Law enforcement

National law enforcement and intelligence agencies are considered to be among the most likely adversaries to have the motivation to attempt a re-identification, and are considered to have the necessary tools.

Motivation

The “many eyes” (5 and more eyes) and law enforcers use information from the advertising ecosystem as a cheap and easy way of tracking individual users across multiple devices, locations and accounts. The adoption of these new tools does not come as a surprise given their low cost compared to other forms of surveillance. And seems to also be a response to public and political pressure to investigate crimes online, especially when after a high profile crime, journalists unearth social media profiles full of warning signs.

Past patterns

Law enforcement uses social media in many ways, including:

  • Browsing social media

  • Creating accounts for sharing information with law enforcement

  • Obtaining information from social media companies

  • Creating fake profiles and personas

  • Data mining

Current

Commonly used data mining techniques are:

  • Entity extraction to automatically identify people, organisations, vehicles and personal details in unstructured data such as police reports. Even if entity extraction provides only basic information, it can be used as auxiliary information to accelerate the investigation by rapidly providing precise details from large amounts of unstructured data (from social media such as Instagram, Facebook, and Twitter, a structural de-anonymisation attack leading to identity disclosure and link disclosures. This also means activity of particular people can be monitored, a content disclosure threat, see the last point in this list).

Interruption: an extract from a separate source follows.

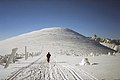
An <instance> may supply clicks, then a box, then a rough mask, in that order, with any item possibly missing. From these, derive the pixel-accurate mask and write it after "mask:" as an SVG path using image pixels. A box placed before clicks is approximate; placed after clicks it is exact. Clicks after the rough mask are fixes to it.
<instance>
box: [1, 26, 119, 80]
mask: <svg viewBox="0 0 120 80" xmlns="http://www.w3.org/2000/svg"><path fill="white" fill-rule="evenodd" d="M25 46H27V51H28V52H29V53H32V52H33V53H35V52H41V55H39V56H35V57H29V58H28V59H27V60H25V59H24V58H23V59H20V60H19V61H17V62H16V63H13V64H10V65H9V67H8V68H4V66H2V65H0V80H120V62H119V61H120V56H108V55H105V54H107V53H108V52H114V50H112V49H109V48H107V47H105V46H102V45H100V44H99V43H96V42H94V41H91V40H89V39H88V38H86V37H85V36H83V35H81V34H79V33H77V32H75V31H73V30H70V29H66V28H65V29H64V28H47V29H42V30H38V31H33V32H30V33H26V34H22V35H19V36H16V37H13V38H10V39H6V40H4V41H0V55H3V56H4V55H6V54H10V53H11V50H12V49H13V48H18V51H17V53H18V54H22V53H25V49H24V48H25ZM48 52H50V53H51V55H52V56H51V58H50V63H47V61H46V60H47V59H46V54H47V53H48ZM91 53H92V54H94V57H93V56H88V55H91ZM96 55H97V56H96ZM98 55H99V56H98ZM86 57H87V58H88V60H89V62H90V65H83V66H81V65H79V64H80V62H81V61H82V59H83V58H86Z"/></svg>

  • Clustering techniques that are used to group similar characteristics together in classes in order to gain intelligence by maximizing or minimizing similarities; for example, to identify suspects or criminal groups conducting crimes in similar ways. Clustering techniques can be applied to discover criminal relations by cross-referencing entities in criminal records.

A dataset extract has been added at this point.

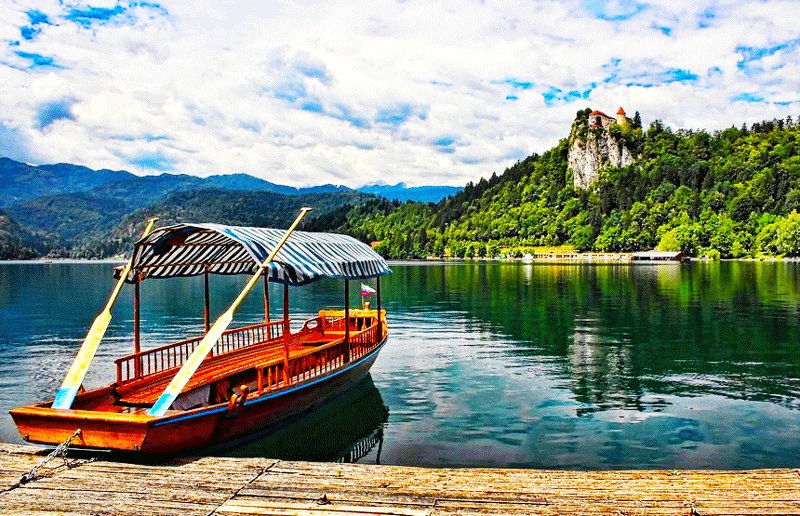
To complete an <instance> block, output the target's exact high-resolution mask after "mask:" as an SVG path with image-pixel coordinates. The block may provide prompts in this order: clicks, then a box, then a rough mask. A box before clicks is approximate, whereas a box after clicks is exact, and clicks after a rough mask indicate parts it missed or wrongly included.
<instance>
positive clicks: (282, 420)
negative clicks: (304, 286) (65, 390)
mask: <svg viewBox="0 0 800 516" xmlns="http://www.w3.org/2000/svg"><path fill="white" fill-rule="evenodd" d="M385 342H386V339H385V338H384V340H383V341H382V342H381V344H380V345H378V346H377V347H376V348H375V349H373V350H372V351H371V352H369V353H368V354H366V355H364V356H362V357H360V358H359V359H358V360H357V361H355V362H352V363H350V364H346V365H344V366H343V367H341V368H339V369H336V370H333V371H331V372H330V373H329V374H326V375H324V376H321V377H318V378H314V379H312V380H308V381H305V382H302V383H298V384H295V385H291V386H289V387H288V388H286V389H282V390H280V391H275V392H273V393H269V394H266V395H262V396H257V397H254V398H252V399H248V400H247V401H246V402H245V404H244V405H243V406H242V407H240V408H239V409H238V411H236V412H235V413H231V412H229V411H228V407H227V404H219V405H212V406H209V407H203V408H199V409H194V410H189V411H185V412H171V413H168V414H167V415H166V416H163V417H152V416H148V415H146V414H125V413H119V414H114V413H103V412H94V411H90V410H56V409H52V408H50V406H49V404H40V405H33V406H28V407H21V408H18V409H14V410H12V411H11V416H12V417H13V419H14V422H15V423H16V425H17V428H18V430H19V432H20V435H22V437H23V439H25V440H26V441H29V442H33V443H40V444H59V443H61V442H64V441H65V440H66V439H68V438H69V437H70V436H71V435H72V434H73V433H74V432H75V431H76V430H77V429H80V430H81V433H80V435H78V436H77V437H75V438H74V439H73V441H72V445H73V446H75V447H81V448H91V449H104V450H115V451H129V452H135V453H139V454H146V455H162V454H177V453H182V452H186V451H190V450H192V449H197V448H204V447H208V446H212V445H218V444H222V443H226V442H229V441H233V440H240V441H242V440H246V438H247V437H248V436H250V435H253V434H258V433H260V432H263V431H265V430H268V429H269V428H270V427H271V426H273V425H276V424H278V423H281V422H282V421H285V420H287V419H288V418H291V417H294V416H298V415H300V414H303V413H305V412H307V411H309V410H312V409H314V408H316V407H318V406H320V405H322V404H323V403H325V402H326V401H327V400H329V399H331V398H333V397H335V396H337V395H339V394H341V393H343V392H345V391H346V390H348V389H349V388H350V387H352V386H354V385H356V384H357V383H358V382H359V381H360V380H361V379H363V378H364V377H365V376H366V375H367V374H368V373H369V370H370V368H371V367H372V364H374V362H375V360H376V359H377V357H378V353H379V352H380V350H381V349H382V348H383V346H384V344H385Z"/></svg>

  • Association rules are used to discover recurring items in databases in order to create pattern rules and detect potential future events. For example, sequential pattern mining as an association rule is useful to identify sequences or recurring item in order to define patterns and prevent attacks, in network security.

  • Classification for analysing unstructured data to discover common properties among criminal entities. It has been used together with inferential statistics techniques to predict crime trends. This technique can dramatically narrow down different criminal entities and organise them into predefined classes.

  • String comparison is used to reveal deceptive information in criminal records by comparing structured text fields. This requires highly intensive computational capabilities.

  • Text mining techniques were considered to be the next step in the evolution of data mining and criminal intelligence technologies in 2016.

Impact

Law enforcement agencies (and intelligence agencies) claim that this is an inexpensive strategy with little impact on people’s privacy because it relies only on so-called publicly available information. A tweet is considered not private because, by its nature, you cannot control its audience. Does that automatically make it public, or within the space of the police? Both Evanna Hu and Millie Graham Wood make a case by saying that social media do not easily fit into either the category of public or private and argue that it is instead a pseudo-private space, where there is an expectation of privacy from the state.